Nyabola Prize Winners for SFF in Kiswahili

The winners of the inaugural Nyabola Prize in Science and Speculative Fiction in Kiswahili, given in partnership with the Mabati-Cornell Kiswahili Prize for African Literature, were announced today.

  1. Hassan Omar Mambosasa (Tanzania) “Mashine”
  2. Stallone Joyfully (Tanzania) “Dubawasha”
  3. Emanuel Kimeu (Kenya) “Sayari ya Wanawake”

The prize, founded by writer and political analyst, Nanjala Nyabola, is designed to promote and popularize a Kiswahili vocabulary for technology and digital rights, in order to empower citizens in Kiswahili-speaking communities to participate in broader conversations on the issues.

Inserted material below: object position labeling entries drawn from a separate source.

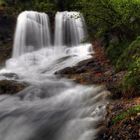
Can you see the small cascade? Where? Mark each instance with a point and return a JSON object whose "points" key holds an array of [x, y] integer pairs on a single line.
{"points": [[32, 32], [70, 29], [51, 107]]}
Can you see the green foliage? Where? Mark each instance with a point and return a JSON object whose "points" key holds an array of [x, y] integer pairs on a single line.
{"points": [[114, 50], [129, 55], [111, 16], [131, 82], [130, 112]]}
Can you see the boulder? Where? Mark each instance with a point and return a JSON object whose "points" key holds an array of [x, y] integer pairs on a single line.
{"points": [[11, 86]]}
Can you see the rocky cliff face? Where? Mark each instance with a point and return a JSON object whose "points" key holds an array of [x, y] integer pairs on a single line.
{"points": [[7, 26]]}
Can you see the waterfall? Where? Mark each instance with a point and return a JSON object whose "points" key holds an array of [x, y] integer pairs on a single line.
{"points": [[32, 32], [69, 29], [50, 108]]}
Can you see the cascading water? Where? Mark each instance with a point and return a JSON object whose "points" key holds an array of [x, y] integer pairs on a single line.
{"points": [[32, 32], [51, 108], [69, 29]]}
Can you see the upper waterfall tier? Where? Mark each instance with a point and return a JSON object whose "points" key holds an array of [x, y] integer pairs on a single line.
{"points": [[70, 29], [32, 32]]}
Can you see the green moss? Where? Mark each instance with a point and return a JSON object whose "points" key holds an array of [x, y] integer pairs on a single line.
{"points": [[130, 112], [131, 82], [114, 51], [127, 58]]}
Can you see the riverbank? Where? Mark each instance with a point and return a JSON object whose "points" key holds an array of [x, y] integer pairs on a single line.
{"points": [[123, 113]]}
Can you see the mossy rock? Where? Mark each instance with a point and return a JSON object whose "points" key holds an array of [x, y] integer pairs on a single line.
{"points": [[127, 58], [11, 87]]}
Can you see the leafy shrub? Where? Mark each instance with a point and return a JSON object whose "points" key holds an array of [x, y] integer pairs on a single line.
{"points": [[130, 112], [114, 50], [129, 55], [131, 82]]}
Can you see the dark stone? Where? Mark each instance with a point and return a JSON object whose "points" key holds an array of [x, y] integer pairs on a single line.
{"points": [[11, 87], [10, 75]]}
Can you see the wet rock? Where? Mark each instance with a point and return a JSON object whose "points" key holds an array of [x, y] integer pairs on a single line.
{"points": [[11, 87], [10, 75]]}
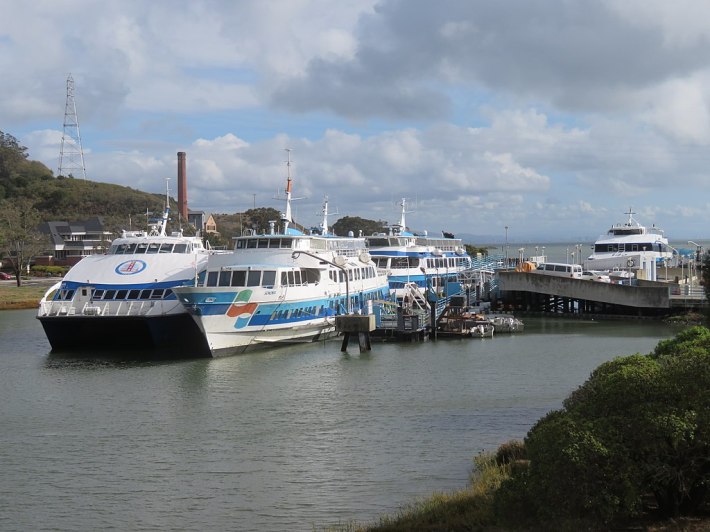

Writers between the ages of 18 and 35 were invited to submit science and speculative fiction in the Kiswahili language. Over 140 million people speak Kiswahili in Eastern and Southern Africa and it is the most widely spoken African language in the world.

The first place winner receives $1,000, with $500 and $250 going to the second and third place winners. The top ten stories will be published in an anthology.

Nyabola has said, “Science fiction and speculative fiction, including sub-genres like African Futurism, inspire young people to break the boundaries of imagination and imagine better futures. Science fiction and speculative fiction has inspired actual innovations in AI (Artificial Intelligence), tech ethics and political ethics, as well as spurred healthy critiques of political trajectories, for instance Isaac Asimov’s Three Rules of Robotics, and George Orwell’s exploration of the surveillance state in 1984.”

An earlier press release also explained: “Although there is a long history of cultural production in Kiswahili, and popular poets and writers also write in Kiswahili, there has been some delay in both translating and popularizing the grammar and lexicon of technology in Kiswahili, similar to many languages other than English. Yet without such a popular lexicon, developments in technology continue to leave African communities at the margins: speaking about and for them but not with them. Kiswahili is an established world language with tremendous symbolic and practical applications, and it is important to encourage initiatives that keep Kiswahili speakers apace with the rapid developments that are happening in technology.”